Automatic Data Preparation (linear models)

This view shows information about which fields were excluded and how transformed fields were derived in the automatic data preparation (ADP) step. For each field that was transformed or excluded, the table lists the field name, its role in the analysis, and the action taken by the ADP step. Fields are sorted by ascending alphabetical order of field names. The possible actions taken for each field include:

  • Derive duration: months computes the elapsed time in months from the values in a field containing dates to the current system date.
  • Derive duration: hours computes the elapsed time in hours from the values in a field containing times to the current system time.
  • Change measurement level from continuous to ordinal recasts continuous fields with less than 5 unique values as ordinal fields.
  • Change measurement level from ordinal to continuous recasts ordinal fields with more than 10 unique values as continuous fields.
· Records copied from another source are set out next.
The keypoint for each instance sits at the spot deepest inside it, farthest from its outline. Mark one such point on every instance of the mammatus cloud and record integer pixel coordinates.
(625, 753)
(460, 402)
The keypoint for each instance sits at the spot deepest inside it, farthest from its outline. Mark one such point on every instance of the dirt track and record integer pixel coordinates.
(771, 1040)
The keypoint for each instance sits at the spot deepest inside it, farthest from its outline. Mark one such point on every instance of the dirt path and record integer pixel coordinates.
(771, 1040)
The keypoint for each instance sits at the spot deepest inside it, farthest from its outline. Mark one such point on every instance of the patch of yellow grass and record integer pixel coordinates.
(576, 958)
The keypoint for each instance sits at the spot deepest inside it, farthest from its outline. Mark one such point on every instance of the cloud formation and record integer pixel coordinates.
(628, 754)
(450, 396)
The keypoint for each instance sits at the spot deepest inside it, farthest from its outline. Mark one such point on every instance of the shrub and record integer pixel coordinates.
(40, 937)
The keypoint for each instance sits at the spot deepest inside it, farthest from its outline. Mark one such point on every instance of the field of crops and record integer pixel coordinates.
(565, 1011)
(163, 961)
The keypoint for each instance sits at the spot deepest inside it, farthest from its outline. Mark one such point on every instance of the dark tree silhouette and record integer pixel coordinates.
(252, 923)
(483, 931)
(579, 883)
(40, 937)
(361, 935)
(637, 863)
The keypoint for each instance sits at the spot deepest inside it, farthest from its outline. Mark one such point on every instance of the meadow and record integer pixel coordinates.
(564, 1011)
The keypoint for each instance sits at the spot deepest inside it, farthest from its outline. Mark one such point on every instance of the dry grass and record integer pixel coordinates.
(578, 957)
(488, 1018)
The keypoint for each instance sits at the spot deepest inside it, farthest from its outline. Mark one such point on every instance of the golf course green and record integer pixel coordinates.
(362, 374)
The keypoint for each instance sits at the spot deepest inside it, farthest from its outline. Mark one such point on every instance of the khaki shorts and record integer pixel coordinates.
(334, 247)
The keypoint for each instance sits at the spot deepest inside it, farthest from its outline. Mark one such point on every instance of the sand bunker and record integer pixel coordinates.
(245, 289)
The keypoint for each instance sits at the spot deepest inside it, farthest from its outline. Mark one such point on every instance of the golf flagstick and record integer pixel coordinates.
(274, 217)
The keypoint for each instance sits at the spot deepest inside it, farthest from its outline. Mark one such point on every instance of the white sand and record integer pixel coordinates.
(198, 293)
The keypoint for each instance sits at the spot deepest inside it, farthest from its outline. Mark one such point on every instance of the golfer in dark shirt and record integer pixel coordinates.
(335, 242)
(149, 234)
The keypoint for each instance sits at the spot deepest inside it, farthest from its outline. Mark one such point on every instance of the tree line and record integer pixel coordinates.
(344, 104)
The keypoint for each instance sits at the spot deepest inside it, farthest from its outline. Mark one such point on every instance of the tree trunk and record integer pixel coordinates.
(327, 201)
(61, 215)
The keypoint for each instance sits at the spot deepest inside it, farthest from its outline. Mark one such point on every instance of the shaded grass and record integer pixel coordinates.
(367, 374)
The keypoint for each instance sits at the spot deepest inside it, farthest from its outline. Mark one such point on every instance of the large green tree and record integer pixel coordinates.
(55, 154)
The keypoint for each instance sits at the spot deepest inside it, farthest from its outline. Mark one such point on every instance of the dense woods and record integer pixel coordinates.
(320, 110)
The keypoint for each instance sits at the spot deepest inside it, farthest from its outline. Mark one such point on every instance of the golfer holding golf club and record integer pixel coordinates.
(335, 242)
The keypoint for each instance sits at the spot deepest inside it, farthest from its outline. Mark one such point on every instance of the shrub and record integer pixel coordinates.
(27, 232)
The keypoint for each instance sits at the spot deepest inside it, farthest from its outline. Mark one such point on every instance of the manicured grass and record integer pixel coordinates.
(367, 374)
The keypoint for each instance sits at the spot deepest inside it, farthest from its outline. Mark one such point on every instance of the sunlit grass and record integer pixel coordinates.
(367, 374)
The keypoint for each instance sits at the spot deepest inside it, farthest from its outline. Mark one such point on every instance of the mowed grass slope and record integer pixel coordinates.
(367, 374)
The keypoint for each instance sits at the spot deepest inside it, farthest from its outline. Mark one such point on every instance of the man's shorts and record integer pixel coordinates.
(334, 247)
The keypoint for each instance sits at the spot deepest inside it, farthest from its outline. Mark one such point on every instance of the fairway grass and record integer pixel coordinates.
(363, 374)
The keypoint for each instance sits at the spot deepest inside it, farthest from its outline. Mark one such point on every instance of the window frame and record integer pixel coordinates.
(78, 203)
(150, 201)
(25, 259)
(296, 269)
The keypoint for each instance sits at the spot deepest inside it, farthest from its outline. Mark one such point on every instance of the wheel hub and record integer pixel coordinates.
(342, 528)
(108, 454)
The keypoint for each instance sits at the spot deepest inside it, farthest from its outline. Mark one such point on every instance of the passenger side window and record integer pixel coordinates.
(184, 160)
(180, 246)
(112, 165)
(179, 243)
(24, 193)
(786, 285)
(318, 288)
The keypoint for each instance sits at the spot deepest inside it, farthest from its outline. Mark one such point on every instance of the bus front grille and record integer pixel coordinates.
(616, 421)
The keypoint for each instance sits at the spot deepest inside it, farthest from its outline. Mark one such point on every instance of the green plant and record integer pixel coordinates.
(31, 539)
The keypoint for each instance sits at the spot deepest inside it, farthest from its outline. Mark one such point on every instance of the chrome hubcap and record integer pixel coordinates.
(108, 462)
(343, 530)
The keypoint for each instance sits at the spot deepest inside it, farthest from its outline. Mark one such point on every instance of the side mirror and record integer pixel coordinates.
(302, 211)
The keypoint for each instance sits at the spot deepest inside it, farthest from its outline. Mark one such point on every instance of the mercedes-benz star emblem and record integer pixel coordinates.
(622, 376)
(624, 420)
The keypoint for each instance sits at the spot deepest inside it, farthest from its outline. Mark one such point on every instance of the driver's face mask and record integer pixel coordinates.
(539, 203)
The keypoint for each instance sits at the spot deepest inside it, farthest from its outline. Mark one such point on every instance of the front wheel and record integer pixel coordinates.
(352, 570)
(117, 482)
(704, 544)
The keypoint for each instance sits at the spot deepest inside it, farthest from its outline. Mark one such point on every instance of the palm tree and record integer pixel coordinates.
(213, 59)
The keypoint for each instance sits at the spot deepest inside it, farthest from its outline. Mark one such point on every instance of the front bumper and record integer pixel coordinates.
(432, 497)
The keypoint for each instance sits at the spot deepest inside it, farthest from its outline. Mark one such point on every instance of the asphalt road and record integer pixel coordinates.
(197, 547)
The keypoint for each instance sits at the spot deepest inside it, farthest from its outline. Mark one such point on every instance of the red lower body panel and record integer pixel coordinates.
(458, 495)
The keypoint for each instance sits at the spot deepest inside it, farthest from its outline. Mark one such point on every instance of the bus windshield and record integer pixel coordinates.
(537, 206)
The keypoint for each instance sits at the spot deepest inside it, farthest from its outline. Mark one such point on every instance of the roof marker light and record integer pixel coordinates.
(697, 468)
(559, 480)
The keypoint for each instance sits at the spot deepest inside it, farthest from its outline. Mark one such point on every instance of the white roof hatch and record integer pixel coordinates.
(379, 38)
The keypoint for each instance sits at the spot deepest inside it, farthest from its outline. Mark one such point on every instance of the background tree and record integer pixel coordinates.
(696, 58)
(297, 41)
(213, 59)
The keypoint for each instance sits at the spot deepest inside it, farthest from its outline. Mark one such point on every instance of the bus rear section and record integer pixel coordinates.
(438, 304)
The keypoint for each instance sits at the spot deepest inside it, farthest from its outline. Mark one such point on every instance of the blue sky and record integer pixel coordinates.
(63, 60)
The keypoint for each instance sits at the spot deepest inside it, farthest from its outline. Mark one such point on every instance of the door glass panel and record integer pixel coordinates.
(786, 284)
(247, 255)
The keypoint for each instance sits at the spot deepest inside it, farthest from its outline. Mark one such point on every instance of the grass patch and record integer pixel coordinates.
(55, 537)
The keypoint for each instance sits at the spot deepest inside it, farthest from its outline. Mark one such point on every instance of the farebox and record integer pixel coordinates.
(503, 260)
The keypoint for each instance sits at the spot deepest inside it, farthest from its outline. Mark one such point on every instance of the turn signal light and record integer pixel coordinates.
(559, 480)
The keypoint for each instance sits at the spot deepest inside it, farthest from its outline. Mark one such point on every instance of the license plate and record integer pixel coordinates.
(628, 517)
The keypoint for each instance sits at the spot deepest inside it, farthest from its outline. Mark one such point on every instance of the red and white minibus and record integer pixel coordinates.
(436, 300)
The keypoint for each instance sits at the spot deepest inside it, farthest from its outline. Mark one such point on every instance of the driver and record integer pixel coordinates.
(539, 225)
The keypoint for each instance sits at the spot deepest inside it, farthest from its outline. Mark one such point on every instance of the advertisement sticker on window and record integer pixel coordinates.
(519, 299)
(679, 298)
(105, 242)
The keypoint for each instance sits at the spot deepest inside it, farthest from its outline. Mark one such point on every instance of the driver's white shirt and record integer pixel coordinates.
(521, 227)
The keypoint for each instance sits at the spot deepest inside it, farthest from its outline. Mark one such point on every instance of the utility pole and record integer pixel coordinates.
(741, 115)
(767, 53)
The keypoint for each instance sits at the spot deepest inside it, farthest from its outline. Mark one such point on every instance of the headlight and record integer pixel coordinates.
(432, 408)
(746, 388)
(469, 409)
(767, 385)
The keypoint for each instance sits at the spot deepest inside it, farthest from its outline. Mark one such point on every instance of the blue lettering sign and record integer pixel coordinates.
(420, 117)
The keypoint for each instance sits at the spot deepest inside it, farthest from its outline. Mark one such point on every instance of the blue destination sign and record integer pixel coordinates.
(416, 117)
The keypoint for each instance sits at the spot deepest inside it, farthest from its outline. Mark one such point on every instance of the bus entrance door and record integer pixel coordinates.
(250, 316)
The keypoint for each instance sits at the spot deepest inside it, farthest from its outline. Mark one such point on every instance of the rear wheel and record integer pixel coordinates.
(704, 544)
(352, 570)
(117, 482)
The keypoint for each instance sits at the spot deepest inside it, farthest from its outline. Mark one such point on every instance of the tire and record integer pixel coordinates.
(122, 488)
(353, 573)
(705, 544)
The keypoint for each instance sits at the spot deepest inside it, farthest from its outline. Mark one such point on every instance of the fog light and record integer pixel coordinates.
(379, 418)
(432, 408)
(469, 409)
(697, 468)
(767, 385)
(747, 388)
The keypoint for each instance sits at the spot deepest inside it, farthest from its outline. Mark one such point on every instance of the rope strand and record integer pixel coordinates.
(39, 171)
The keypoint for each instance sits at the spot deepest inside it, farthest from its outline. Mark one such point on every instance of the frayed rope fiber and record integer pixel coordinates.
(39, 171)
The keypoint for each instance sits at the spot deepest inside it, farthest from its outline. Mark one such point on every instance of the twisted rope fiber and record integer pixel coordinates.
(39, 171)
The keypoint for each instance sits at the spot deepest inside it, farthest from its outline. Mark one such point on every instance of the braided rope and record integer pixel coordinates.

  • Trim outliers sets values of continuous predictors that lie beyond a cutoff value (3 standard deviations from the mean) to the cutoff value.
  • Replace missing values replaces missing values of nominal fields with the mode, ordinal fields with the median, and continuous fields with the mean.
  • Merge categories to maximize association with target identifies "similar" predictor categories based upon the relationship between the input and the target. Categories that are not significantly different (that is, having a p-value greater than 0.05) are merged.
  • Exclude constant predictor / after outlier handling / after merging of categories removes predictors that have a single value, possibly after other ADP actions have been taken.